Stored on my hard drive, I have 48,913 emails from my three different current email accounts. 20,259 of those emails are unread. I also have a bunch of email saved from two other, now defunct, email accounts. Jason has suggested that I go through the emails and throw stuff out, but I have resisted following his suggestion because it sounds like work.
This blog is supposed to be about my biking and since I have these emails, I decided to look through old accounts to see if I can find evidence of my first rides. I started riding by commuting. My commute was 3 miles in each direction and all technical. The ride to work contained a difficult to navigate light that was on a hill. I had to learn to unclip and restart on the hill, usually surrounded by morning commuters in cars. At first I just walked up the hill, because I could not get restarted in traffic on an incline. Eventually I got better and was able to do it. The way home was in heavy traffic through highly congested shopping areas that had head-in parking, pedestrians, parking and unparking cars, and complicated traffic lights. Eventually I got the hang of that, too. The ride was only three miles. I certainly did not gain any fitness from the efforts, but I got very good at dealing with traffic and I got over my fear of heading out the door. I live in a city. I needed to learn how to deal with cars and this commute taught me that skill. These commutes lowered the activation energy of heading out the door on a bike and gave me the confidence to cycle regularly.

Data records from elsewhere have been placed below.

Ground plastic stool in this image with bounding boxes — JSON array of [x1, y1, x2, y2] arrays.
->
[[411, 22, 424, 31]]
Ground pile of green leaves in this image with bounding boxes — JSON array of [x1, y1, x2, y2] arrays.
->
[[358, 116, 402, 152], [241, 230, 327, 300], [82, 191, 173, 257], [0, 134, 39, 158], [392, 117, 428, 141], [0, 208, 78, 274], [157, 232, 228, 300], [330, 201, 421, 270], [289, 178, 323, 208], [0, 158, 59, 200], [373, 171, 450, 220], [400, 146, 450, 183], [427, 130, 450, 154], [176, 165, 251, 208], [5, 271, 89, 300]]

I was delighted to have found the email I sent my mom about my first commutes. Apparently I practiced the route a couple of times before attempting it on an actual work day. Jason went with me for the first week. I started in August of 2003. The letter described the amount of time the commute took, it described the hikes I had done with our particularly personable poodle, it described hawks I had seen, and it described an incident at work, an incident about which I had completely forgotten:
I fortunately have a lousy sense of smell. The other week, our morgue ran out of room in the refrigerators and a body was left out for a day. The whole third floor lab area apparently reeked, but I didn t even notice.
Honestly, I do not think that anyone else is interested in this incident or the contents of this letter, but I was quite amused by it and I am delighted to have been able to relive these events. I might follow Jason’s suggestion of going through my old emails, but I have no intention of throwing anything away.